Comments /2184 Views / Thursday, 22 March 2012 01:53
The Central Bank yesterday was emphatic that much needed dollars are coming to Sri Lanka and the foreign exchange market, reassuring that stability was on course.
In an apparent reaction to widespread criticism including that of UNP MP Dr. Harsha de Silva’s claim that the robust inflows projected under the Central Bank’s 2012 and beyond roadmap presented early this year, the monetary authority said foreign currency inflows have increased substantially in recent weeks.
“As projected in the Central Bank of Sri Lanka Road Map, foreign currency inflows to the country increased substantially in recent weeks. These were from several sources,” the Central Bank said. It said firstly there were significant inflows to the Colombo Stock Exchange, with the net inflows to the CSE so far in 2012 amounting to $ 164 million.
Secondly there were inflows in respect of investments in several commercial banks, amounting to about $ 127 million during this week. Thirdly investments in Sri Lanka Development Bonds (SLDBs) were made to the value of $ 87 million, comfortably exceeding the $ 45 million, that was maturing and was on offer for re-investment.
Fourthly net investments of $ 385 million in Treasury Bills and Bonds were made by foreign investors so far in 2012.
“A significant part of above inflows was absorbed by the Central Bank, thereby adding to the gross official reserves of the country,” the statement added.
Further the Central Bank also said foreign currency inflows are expected in the next few weeks, which would include inflows as a result of several commercial banks raising funds abroad for their Tier 2 capital, and an initial investment of approximately $ 73 million in a mega hotel project.
“The Central Bank also wishes to indicate that in response to the recent policy measures implemented by the Central Bank and the government, there are clear signs of deceleration in private sector credit growth and import demand,” it said.
“A further moderation is expected once the New Year seasonal demand for imports is over, thereby substantially easing the deficit in the trade account. The increasing foreign currency inflows, and the easing of the import demand as stated above, are expected to stabilise the foreign exchange markets in the coming weeks,” the Central Bank emphasised.

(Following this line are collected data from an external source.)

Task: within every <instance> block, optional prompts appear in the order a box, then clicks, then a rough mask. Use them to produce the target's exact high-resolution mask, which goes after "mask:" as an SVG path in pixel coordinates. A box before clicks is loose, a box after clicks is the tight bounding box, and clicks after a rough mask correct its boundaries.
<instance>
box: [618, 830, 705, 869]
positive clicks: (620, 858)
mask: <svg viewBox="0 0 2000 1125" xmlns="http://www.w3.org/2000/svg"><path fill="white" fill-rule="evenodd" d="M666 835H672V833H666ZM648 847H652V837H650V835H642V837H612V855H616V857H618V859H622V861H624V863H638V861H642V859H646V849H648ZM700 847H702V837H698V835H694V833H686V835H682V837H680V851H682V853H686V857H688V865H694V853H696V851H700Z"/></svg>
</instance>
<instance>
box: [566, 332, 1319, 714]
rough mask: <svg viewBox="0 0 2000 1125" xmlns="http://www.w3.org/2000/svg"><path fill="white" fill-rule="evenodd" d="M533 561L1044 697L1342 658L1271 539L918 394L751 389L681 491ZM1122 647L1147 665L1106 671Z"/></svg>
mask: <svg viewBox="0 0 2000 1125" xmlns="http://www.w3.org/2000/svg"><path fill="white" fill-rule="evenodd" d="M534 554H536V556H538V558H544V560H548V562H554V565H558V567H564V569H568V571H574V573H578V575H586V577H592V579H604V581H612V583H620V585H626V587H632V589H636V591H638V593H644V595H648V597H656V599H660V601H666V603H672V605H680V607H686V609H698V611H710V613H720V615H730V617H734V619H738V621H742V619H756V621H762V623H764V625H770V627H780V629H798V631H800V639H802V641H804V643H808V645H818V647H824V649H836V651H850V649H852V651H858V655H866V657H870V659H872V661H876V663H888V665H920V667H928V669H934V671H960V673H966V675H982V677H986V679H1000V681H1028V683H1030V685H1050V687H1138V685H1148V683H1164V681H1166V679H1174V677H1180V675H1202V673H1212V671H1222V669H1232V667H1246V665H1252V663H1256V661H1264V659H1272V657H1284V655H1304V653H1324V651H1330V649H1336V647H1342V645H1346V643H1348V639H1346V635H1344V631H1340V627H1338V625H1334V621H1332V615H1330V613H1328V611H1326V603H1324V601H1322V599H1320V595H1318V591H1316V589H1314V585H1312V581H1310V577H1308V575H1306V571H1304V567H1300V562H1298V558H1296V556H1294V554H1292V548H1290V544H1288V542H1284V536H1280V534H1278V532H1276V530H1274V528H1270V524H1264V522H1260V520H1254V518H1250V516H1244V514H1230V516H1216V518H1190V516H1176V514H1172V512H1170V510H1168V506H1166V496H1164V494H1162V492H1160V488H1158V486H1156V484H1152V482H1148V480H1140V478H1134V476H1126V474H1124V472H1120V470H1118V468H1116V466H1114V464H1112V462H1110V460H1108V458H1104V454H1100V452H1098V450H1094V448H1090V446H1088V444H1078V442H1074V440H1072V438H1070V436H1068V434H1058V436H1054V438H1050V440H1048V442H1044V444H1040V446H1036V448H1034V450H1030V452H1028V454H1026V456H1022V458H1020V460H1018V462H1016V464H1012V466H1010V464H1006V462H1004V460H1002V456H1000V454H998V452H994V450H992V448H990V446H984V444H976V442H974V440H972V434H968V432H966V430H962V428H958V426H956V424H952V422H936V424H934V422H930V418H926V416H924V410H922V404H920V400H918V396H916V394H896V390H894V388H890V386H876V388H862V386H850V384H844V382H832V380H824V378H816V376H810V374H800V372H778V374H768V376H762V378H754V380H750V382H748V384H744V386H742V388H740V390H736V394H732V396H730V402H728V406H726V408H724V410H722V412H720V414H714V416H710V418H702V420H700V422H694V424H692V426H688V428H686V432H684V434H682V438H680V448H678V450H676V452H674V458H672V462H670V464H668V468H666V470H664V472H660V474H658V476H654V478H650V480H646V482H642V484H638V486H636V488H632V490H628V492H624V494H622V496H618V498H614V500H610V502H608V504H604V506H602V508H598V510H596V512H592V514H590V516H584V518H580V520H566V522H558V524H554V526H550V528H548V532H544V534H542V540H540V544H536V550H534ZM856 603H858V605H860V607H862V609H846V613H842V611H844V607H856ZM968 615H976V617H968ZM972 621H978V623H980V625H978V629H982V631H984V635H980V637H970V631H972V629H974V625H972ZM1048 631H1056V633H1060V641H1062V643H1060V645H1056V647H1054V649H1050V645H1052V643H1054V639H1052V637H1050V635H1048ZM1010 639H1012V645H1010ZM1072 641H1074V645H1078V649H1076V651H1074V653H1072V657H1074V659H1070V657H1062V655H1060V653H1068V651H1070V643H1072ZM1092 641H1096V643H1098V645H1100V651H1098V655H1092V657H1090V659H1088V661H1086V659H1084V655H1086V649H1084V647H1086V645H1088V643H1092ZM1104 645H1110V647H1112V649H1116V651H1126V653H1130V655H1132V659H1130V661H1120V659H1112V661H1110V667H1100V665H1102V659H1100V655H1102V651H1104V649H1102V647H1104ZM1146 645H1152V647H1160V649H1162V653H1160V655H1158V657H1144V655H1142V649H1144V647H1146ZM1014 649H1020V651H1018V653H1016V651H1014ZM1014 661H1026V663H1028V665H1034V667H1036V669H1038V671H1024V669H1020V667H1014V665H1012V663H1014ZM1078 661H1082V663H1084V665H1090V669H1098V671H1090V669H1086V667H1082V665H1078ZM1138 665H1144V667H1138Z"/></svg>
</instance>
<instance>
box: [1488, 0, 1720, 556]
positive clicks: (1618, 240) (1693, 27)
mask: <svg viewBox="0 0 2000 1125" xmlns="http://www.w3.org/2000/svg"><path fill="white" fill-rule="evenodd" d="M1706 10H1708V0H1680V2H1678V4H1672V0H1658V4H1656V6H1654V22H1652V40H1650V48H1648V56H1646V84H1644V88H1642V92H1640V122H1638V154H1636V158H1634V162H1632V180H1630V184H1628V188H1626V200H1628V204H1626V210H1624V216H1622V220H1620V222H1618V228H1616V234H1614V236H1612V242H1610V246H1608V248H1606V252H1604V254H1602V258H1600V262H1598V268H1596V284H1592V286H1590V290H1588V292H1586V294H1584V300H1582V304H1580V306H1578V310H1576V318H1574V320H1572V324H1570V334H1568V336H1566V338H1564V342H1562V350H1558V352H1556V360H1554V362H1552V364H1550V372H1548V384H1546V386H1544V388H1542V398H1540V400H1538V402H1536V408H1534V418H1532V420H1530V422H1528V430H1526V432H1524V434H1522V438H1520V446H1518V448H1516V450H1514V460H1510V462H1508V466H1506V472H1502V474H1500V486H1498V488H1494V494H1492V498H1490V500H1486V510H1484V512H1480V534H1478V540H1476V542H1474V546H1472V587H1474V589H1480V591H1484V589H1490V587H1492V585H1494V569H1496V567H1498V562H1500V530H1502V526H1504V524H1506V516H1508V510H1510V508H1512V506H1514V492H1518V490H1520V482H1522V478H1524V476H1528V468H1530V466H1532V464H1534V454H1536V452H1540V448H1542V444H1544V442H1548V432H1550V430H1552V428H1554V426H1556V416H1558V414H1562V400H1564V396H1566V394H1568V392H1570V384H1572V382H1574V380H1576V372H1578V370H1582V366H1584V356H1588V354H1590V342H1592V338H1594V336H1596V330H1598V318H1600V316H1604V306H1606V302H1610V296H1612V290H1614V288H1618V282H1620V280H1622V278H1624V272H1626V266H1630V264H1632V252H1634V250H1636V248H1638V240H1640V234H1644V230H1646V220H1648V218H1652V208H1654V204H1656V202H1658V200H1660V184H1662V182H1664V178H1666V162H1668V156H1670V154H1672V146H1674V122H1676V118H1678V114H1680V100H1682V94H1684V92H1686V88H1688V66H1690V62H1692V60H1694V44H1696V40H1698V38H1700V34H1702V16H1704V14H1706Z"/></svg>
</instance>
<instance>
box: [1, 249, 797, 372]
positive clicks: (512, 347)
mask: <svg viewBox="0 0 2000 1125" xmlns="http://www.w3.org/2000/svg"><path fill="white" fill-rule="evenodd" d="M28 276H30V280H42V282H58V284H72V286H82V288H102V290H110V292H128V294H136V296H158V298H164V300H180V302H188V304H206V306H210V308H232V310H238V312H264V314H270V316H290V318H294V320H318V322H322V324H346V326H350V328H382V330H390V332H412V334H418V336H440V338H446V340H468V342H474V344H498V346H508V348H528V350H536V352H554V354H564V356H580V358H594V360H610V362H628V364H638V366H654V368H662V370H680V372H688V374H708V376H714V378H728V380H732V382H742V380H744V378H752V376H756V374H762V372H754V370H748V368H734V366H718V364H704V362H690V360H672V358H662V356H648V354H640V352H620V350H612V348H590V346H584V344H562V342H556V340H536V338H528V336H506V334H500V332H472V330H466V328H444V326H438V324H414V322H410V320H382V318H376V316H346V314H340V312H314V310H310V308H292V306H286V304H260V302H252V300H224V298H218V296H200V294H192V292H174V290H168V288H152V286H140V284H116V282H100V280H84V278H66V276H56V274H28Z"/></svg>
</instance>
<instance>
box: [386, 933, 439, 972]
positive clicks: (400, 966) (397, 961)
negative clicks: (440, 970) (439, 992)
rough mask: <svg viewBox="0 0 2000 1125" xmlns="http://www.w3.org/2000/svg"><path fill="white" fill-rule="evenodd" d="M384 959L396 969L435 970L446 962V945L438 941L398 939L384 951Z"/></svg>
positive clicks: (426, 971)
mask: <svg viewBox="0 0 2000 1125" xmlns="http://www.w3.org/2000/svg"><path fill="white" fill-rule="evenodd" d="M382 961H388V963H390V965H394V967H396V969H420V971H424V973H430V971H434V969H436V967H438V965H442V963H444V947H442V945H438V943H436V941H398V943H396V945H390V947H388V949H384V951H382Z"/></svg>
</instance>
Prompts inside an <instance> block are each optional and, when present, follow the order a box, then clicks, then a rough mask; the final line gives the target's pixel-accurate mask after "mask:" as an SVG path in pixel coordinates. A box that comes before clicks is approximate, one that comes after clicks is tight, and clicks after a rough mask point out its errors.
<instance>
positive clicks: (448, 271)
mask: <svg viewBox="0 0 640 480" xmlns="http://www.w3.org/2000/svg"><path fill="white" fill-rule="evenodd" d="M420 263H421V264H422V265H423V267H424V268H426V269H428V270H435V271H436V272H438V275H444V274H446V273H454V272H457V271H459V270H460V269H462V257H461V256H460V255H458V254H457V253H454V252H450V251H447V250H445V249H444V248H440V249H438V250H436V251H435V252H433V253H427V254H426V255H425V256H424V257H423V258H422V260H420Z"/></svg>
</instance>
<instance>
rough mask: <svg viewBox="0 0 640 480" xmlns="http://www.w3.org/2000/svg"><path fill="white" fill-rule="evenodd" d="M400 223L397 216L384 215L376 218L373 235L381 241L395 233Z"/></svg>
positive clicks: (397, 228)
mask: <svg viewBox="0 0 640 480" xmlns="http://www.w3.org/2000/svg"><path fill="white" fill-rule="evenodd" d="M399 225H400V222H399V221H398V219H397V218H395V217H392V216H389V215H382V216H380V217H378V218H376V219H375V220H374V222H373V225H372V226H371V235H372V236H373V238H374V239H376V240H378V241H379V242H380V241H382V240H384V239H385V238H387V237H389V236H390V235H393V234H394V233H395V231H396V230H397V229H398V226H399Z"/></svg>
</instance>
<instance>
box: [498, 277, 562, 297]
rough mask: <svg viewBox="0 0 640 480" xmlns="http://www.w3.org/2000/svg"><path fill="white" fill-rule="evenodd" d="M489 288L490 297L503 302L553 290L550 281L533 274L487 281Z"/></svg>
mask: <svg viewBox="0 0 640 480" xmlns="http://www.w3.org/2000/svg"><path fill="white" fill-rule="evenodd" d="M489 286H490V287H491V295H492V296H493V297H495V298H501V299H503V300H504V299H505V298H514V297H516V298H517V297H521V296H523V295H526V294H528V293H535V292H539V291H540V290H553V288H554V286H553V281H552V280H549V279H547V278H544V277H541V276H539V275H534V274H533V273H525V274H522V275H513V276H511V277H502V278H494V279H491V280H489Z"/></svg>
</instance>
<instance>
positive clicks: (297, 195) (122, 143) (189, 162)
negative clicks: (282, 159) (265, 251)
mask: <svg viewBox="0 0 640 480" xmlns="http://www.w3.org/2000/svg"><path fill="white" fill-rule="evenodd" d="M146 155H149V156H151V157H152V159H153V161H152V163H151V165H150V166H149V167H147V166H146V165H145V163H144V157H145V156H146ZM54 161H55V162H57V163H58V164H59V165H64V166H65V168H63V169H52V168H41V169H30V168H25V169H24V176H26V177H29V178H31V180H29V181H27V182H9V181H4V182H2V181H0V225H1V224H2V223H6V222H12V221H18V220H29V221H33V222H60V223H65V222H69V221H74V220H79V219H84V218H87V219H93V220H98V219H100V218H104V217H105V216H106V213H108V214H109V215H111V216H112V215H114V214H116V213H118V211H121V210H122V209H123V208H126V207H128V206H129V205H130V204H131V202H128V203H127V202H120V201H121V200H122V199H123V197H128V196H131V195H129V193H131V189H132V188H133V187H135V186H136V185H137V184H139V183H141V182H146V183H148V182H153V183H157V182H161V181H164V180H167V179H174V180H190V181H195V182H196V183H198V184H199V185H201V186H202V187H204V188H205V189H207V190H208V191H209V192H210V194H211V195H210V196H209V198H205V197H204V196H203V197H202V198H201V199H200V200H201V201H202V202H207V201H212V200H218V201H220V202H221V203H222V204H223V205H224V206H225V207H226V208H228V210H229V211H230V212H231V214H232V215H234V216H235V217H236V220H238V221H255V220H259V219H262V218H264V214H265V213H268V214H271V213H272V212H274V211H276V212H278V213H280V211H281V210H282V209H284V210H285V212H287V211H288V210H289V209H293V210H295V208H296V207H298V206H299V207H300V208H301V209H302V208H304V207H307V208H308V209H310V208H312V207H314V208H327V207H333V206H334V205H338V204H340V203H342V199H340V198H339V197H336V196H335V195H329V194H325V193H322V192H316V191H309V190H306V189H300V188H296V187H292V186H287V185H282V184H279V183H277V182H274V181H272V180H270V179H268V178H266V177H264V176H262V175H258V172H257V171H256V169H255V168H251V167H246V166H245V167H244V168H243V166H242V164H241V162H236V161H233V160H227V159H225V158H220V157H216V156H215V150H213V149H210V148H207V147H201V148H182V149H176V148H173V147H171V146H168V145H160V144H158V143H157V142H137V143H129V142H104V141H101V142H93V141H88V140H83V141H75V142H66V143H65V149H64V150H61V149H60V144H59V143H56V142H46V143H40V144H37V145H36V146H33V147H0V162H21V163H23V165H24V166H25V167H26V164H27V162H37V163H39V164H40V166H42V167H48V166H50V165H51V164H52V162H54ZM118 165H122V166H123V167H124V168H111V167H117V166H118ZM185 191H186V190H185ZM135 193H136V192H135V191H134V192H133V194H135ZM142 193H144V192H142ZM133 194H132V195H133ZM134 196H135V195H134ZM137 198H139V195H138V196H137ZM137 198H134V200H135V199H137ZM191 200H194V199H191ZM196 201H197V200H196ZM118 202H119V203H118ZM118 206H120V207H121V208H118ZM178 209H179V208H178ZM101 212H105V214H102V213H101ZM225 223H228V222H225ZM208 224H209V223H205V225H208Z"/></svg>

In a statement after the US dollar exchange rate hit an all time high of Rs. 130 on Monday, UNP MP Dr. De Silva said: “We warned on numerous occasions throughout the last year that the policies adopted by the completely politicised Central Bank were detrimental to the sustained progress of the economy. We agreed with other independent economists that a crisis in the external account was brewing and that immediate corrective action had to be taken with interest rates and exchange rate policies to reduce the blow to the people of this country.”
“As a responsible Government, what is required is a frank evaluation of the policies in play and a determination of what has to change. The UNP has never found fault with the professionals at the Central Bank, but only the completely politicised decision making process adopted by the Governor,” Dr. De Silva’s statement urged.